On Thu, Mar 5, 2015 at 10:15 AM, Nathan Leung 
<[email protected]<mailto:[email protected]>> wrote:

Your worker is allocated a maximum of 768mb of heap. It's quite possible that 
this is not enough. Try increasing Xmx i worker.childopts.
On Mar 5, 2015 1:10 PM, "Sa Li" 
<[email protected]<mailto:[email protected]>> wrote:
Hi, All

I have been running a trident topology on production server, code is like this:


topology.newStream("spoutInit", kafkaSpout)
                .each(new Fields("str"),
                        new JsonObjectParse(),
                        new Fields("eventType", "event"))
                .parallelismHint(pHint)
                .groupBy(new Fields("event"))
                .persistentAggregate(PostgresqlState.newFactory(config), new 
Fields("eventType"), new EventUpdater(), new Fields("eventWord"))
        ;

        Config conf = new Config();
        conf.registerMetricsConsumer(LoggingMetricsConsumer.class, 1);

Basically, it does simple things to get data from kafka, parse to different 
field and write into postgresDB. But in storm UI, I did see such error, 
"java.lang.OutOfMemoryError: GC overhead limit exceeded". It all happens in 
same worker of each node - 6703. I understand this is because by default the 
JVM is configured to throw this error if you are spending more than 98% of the 
total time in GC and after the GC less than 2% of the heap is recovered.

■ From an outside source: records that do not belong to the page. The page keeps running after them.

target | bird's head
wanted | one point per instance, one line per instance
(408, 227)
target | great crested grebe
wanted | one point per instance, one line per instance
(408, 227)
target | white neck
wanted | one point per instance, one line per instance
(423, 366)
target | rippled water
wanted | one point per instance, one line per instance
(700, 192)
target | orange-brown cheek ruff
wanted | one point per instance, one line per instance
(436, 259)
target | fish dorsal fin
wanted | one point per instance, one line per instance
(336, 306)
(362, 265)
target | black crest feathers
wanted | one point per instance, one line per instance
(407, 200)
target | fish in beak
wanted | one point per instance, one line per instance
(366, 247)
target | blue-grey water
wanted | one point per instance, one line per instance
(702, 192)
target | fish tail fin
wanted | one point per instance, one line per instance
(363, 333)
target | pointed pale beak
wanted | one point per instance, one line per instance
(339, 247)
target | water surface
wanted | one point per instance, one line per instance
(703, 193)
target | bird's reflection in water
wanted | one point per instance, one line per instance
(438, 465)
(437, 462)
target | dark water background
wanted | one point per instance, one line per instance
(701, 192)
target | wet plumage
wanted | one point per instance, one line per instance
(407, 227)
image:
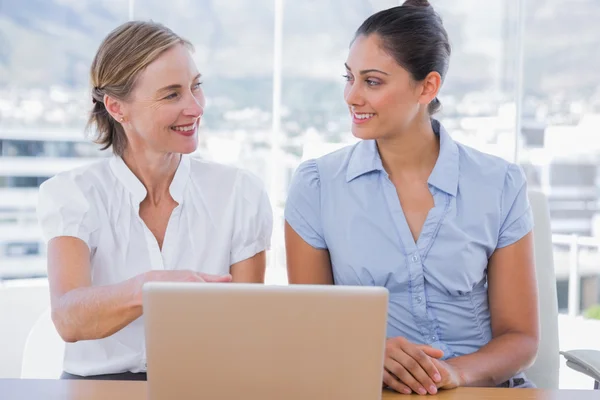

I am not sure what is exact cause for memory leak, is it OK by simply increase 
the heap? Here is my storm.yaml:

supervisor.slots.ports:

     - 6700

     - 6701

     - 6702

     - 6703

nimbus.childopts: "-Xmx1024m -Djava.net.preferIPv4Stack=true"

ui.childopts: "-Xmx768m -Djava.net.preferIPv4Stack=true"

supervisor.childopts: "-Djava.net.preferIPv4Stack=true"

worker.childopts: "-Xmx768m -Djava.net.preferIPv4Stack=true"



Anyone has similar issues, and what will be the best way to overcome?